Internal conflicts have erupted over the firm’s decision to revive its buyback program while finalizing the deal for its sale of its T-Mobile stake.

Here’s a snippet from the FT report:

Legal opinion was divided, with some within the company arguing that the conclusion of the T-Mobile deal was uncertain and therefore did not require disclosure. The group also engaged outside counsel to consult whether the T-Mobile transaction would constitute market-sensitive, material non-public information, which may require the share buyback to be halted, but no definitive conclusion was reached.

SoftBank told the FT that the decision to go ahead with the buybacks and the T-Mobile sale was “carefully considered” by multiple departments within the firm.

SoftBank told the FT that each of its relevant departments co-ordinated closely to examine the legal and regulatory implications of business decisions under consideration. “The legal department regularly seeks outside legal advice from Japanese and non-Japanese counsel about the company’s legal and regulatory obligations and shares such information with the other functional departments in order that appropriate decisions are made,” it added.

The biggest issue is that Japanese law strictly governors disclosure of material non-public information, and its application regarding stock buybacks is “open to interpretation”, potentially leaving the firm with some legal risk.

One of Japan’s top M&A lawyers at a Big Four law firm said the question of how material non-public information might affect share buyback programmes was raised frequently by Japanese clients, particularly as the number of such programmes has soared in recent years.

The openness of the regulation to interpretation and the potential for being accused of insider dealing, said the lawyer, meant firms always tended to offer conservative advice to companies. Any unwillingness of a firm to provide a written opinion, he added, might suggest the client had opted to proceed with some risk.

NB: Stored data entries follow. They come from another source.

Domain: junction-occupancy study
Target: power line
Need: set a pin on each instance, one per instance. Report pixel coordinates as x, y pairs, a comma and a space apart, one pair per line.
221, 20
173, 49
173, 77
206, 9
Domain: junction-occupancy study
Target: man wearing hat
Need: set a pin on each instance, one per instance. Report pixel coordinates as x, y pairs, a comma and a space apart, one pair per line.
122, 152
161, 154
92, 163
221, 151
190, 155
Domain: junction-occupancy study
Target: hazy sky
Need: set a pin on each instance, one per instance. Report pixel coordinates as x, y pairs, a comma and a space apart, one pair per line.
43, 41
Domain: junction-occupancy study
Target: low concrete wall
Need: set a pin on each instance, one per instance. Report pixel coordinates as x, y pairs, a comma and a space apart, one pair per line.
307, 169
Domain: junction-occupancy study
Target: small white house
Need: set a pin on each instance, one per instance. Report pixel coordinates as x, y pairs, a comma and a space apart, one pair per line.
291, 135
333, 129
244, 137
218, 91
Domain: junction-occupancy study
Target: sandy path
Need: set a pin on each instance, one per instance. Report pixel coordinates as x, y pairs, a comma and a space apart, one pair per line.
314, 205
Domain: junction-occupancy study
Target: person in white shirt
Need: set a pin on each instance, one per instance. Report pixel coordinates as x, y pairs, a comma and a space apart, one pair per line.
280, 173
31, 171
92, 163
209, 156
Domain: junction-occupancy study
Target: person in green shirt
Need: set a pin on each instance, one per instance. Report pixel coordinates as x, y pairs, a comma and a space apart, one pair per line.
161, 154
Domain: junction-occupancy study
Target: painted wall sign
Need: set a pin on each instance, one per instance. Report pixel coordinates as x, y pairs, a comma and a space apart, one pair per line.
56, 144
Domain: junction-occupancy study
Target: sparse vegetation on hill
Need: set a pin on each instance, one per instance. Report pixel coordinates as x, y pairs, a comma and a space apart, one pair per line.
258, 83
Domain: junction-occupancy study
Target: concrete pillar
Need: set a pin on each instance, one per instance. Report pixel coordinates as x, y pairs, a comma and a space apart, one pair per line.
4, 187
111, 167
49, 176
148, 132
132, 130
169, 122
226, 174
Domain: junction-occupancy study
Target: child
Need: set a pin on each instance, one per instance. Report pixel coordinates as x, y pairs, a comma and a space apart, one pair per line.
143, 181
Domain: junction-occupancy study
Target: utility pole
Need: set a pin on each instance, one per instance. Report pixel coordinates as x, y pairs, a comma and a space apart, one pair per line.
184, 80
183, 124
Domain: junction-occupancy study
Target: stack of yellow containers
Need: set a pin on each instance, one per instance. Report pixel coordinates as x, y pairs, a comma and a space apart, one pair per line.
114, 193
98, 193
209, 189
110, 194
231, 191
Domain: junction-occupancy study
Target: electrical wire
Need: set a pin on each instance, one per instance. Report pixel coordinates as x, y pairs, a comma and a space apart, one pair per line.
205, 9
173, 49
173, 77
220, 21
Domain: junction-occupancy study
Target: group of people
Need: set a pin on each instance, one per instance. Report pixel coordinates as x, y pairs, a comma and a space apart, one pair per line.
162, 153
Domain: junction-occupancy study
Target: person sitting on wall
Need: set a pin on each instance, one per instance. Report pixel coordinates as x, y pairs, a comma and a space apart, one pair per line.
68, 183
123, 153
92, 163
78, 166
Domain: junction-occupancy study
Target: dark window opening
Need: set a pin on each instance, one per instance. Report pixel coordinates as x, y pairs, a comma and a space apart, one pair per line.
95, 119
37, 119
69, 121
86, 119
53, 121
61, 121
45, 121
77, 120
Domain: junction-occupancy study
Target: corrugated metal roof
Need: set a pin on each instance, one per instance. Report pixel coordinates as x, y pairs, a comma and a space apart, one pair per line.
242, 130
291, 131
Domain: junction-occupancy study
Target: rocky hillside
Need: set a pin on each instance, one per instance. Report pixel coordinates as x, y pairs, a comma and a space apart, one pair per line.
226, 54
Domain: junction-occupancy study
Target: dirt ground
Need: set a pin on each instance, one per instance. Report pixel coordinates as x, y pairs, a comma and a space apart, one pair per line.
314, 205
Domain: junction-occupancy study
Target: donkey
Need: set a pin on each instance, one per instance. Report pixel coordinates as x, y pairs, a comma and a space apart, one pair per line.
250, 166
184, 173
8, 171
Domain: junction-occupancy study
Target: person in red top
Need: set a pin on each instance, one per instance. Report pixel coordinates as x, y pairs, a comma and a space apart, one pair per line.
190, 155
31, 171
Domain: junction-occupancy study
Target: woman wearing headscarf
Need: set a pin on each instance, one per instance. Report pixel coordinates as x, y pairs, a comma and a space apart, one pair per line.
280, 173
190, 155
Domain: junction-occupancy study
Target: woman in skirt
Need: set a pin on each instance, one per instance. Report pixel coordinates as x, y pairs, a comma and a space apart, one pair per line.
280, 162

And the disclosures surrounding the Sprint sale weren’t the only instances where SoftBank had cause for concern. Apparently, the same executive responsible for SoftBank’s now-infamous “Nasdaq Whale” trades caused internal controversy when the firm pushed through a deal for the Norwegian warehouse automation company AutoStore.

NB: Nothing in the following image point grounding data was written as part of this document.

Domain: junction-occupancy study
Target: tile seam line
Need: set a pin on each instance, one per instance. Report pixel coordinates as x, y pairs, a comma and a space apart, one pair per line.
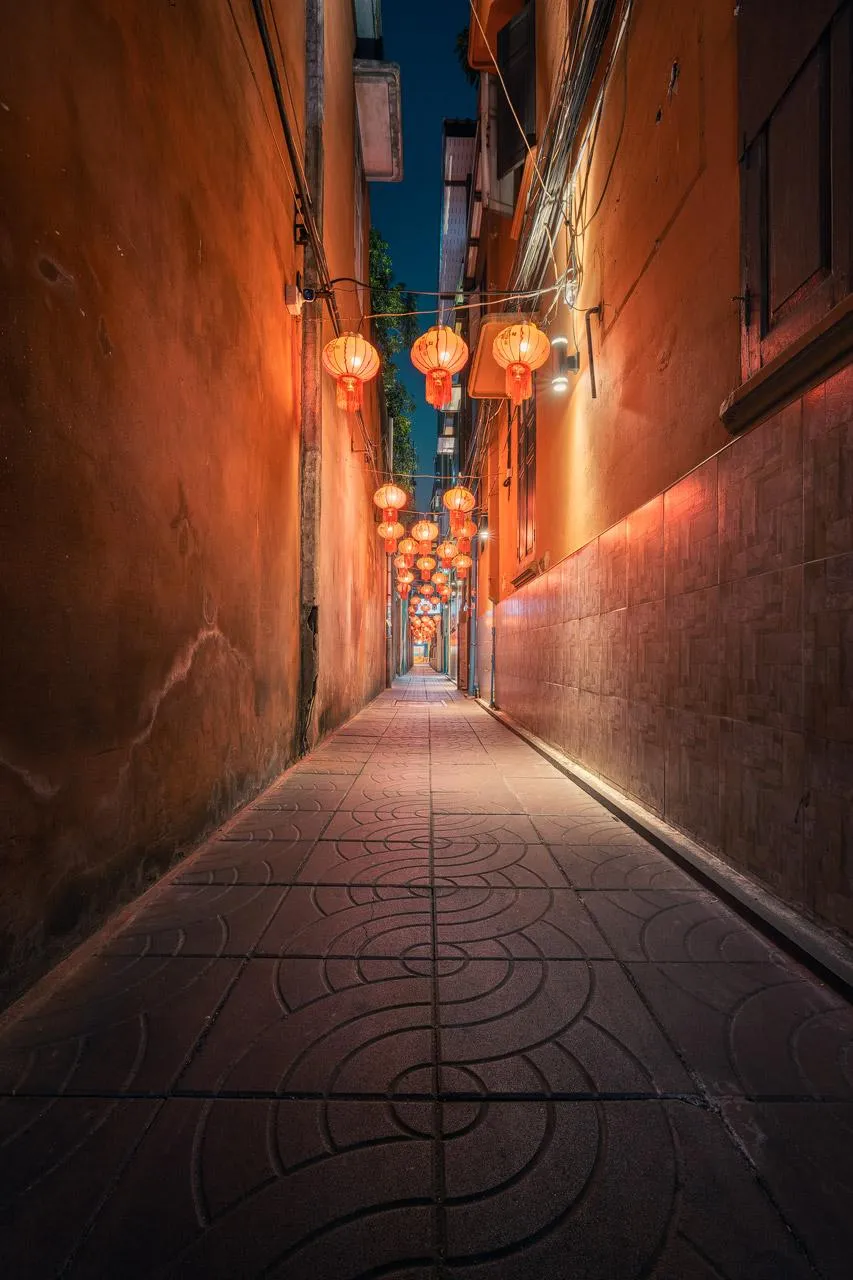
824, 956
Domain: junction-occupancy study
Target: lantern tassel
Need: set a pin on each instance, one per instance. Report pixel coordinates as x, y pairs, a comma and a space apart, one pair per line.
438, 388
519, 383
349, 396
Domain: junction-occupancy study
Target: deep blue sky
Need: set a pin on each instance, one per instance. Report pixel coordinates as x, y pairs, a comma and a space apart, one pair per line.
409, 213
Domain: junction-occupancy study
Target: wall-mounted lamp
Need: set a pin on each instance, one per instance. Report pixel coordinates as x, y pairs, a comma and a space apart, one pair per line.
561, 365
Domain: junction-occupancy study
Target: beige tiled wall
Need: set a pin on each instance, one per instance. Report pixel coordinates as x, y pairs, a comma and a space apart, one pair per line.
699, 653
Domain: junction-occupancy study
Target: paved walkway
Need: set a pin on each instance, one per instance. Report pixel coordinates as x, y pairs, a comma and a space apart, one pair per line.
427, 1009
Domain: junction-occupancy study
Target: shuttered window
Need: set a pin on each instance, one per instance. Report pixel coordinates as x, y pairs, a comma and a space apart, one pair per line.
518, 63
794, 110
527, 475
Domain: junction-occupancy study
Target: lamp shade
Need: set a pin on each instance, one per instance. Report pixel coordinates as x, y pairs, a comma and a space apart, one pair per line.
424, 531
352, 362
446, 551
461, 563
520, 348
438, 353
459, 499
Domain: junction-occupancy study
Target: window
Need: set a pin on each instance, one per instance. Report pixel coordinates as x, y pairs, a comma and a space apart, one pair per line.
794, 108
518, 62
525, 419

The deal, which people familiar with its background said was pushed through at high speed, was in keeping with what has now become “a culture at SoftBank where everyone is so desperate to impress Son” that compliance concerns might be viewed as secondary to the pressure to make impressive acquisitions.

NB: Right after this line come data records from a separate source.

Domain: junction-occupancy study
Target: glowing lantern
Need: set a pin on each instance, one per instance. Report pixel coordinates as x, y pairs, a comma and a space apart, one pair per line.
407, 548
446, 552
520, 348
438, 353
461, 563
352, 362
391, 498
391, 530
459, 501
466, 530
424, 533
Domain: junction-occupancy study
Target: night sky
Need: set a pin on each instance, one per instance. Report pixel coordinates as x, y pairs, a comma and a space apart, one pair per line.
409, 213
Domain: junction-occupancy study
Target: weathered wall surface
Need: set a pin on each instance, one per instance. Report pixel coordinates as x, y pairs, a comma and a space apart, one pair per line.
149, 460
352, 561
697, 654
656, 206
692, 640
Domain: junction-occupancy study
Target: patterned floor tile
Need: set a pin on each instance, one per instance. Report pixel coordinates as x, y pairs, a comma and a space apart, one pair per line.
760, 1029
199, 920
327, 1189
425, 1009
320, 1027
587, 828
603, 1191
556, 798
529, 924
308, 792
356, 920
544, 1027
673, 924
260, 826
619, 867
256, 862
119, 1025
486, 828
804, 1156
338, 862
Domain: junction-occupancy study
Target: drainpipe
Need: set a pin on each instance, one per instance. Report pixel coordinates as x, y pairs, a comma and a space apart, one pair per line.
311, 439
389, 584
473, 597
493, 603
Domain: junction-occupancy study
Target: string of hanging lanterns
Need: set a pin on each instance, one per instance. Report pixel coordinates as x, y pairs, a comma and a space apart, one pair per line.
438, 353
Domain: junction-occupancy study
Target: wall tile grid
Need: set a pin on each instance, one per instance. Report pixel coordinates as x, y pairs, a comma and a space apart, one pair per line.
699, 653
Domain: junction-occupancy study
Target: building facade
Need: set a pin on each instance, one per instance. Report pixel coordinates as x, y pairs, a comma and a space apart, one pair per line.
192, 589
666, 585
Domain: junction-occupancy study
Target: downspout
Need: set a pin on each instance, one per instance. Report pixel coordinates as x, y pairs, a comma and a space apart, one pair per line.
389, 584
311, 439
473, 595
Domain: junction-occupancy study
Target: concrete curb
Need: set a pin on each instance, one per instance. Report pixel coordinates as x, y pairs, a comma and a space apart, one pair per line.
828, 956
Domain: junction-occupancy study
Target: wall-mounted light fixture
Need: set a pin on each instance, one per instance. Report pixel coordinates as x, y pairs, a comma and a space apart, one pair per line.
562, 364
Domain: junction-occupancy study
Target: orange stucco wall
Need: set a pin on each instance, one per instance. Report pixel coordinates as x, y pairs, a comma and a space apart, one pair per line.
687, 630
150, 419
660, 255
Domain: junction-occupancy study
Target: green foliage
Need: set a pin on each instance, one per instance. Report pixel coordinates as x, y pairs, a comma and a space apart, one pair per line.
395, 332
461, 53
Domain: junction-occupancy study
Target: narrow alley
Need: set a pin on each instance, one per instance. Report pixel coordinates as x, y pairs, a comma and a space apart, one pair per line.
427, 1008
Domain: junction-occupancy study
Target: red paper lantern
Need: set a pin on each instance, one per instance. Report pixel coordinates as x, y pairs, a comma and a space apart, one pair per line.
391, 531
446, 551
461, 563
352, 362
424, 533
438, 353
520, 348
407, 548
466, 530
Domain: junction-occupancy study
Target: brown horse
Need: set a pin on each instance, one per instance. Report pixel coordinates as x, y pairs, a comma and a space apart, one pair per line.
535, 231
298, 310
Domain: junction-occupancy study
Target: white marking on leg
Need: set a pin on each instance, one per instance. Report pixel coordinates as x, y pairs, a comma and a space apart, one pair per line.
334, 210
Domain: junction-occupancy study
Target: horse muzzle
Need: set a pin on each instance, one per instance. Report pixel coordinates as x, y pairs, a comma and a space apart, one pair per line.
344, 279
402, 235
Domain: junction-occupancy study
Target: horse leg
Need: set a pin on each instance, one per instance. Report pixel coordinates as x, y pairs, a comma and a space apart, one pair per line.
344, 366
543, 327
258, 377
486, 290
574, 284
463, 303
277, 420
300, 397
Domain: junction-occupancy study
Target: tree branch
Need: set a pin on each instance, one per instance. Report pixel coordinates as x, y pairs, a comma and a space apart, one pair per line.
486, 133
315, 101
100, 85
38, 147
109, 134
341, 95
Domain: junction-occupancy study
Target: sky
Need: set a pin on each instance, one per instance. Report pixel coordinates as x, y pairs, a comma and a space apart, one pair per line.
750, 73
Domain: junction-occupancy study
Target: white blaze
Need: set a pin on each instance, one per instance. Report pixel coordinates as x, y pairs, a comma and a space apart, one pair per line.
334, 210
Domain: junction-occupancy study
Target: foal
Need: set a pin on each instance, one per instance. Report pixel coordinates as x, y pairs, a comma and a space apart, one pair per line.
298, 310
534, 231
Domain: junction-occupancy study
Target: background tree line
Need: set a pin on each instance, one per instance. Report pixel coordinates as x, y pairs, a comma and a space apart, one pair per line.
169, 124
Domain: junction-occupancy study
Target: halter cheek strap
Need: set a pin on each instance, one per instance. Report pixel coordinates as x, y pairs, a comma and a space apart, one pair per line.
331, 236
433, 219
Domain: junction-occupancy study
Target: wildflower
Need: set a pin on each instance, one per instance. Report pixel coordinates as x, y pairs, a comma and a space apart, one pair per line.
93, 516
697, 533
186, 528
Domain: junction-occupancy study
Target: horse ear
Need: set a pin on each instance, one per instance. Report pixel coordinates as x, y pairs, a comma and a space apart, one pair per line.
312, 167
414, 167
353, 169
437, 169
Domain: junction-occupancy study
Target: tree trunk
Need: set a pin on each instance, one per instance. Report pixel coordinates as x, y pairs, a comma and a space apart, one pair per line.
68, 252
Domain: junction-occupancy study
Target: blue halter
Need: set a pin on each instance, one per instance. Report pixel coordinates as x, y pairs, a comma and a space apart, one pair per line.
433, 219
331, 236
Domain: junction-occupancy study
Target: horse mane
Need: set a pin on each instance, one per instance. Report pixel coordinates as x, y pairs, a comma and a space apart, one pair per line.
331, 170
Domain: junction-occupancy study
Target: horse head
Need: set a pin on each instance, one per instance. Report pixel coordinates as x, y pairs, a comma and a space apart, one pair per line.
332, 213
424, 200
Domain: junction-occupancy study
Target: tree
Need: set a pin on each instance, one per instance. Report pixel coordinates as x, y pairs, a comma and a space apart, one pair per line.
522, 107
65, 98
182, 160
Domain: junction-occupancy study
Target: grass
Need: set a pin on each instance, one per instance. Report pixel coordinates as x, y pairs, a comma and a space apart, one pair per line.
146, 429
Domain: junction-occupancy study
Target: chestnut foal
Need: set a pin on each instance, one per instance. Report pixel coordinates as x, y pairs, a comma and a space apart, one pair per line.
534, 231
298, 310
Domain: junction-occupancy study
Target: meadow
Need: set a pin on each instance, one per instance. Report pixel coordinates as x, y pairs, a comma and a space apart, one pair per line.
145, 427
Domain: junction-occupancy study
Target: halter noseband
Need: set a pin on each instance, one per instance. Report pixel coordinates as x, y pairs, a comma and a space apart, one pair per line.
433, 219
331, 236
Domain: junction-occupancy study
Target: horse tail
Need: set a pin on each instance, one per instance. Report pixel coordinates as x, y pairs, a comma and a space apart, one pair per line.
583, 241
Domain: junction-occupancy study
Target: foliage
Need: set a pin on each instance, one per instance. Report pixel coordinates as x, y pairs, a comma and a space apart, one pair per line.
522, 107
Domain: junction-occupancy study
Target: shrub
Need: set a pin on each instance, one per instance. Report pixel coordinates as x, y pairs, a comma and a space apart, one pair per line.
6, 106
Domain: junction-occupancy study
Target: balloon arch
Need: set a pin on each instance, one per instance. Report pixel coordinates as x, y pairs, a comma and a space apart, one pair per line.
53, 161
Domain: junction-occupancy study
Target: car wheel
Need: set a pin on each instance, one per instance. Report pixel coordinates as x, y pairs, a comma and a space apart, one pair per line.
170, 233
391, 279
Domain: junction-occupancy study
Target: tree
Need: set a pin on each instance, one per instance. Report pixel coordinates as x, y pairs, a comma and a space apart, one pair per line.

The fact that there isn’t any outside money in the Vision Fund has led executives to fret that SoftBank might be getting too reckless. One particularly bad decision occurred in November of 2020, when SoftBank provided Greensill with an emergency loan of $440MM funding via VFII. 4 months later, the supply-chain finance company filed for bankruptcy.

While one executive who spoke on the record said the firm tries to foster a culture of openness – “Masa shares the view that employees should speak up” – many still feel afraid to challenge the great Masa. As one anonymous employee confessed to the FT: “If Masa had already said yes, who am I to object?” said one of the people.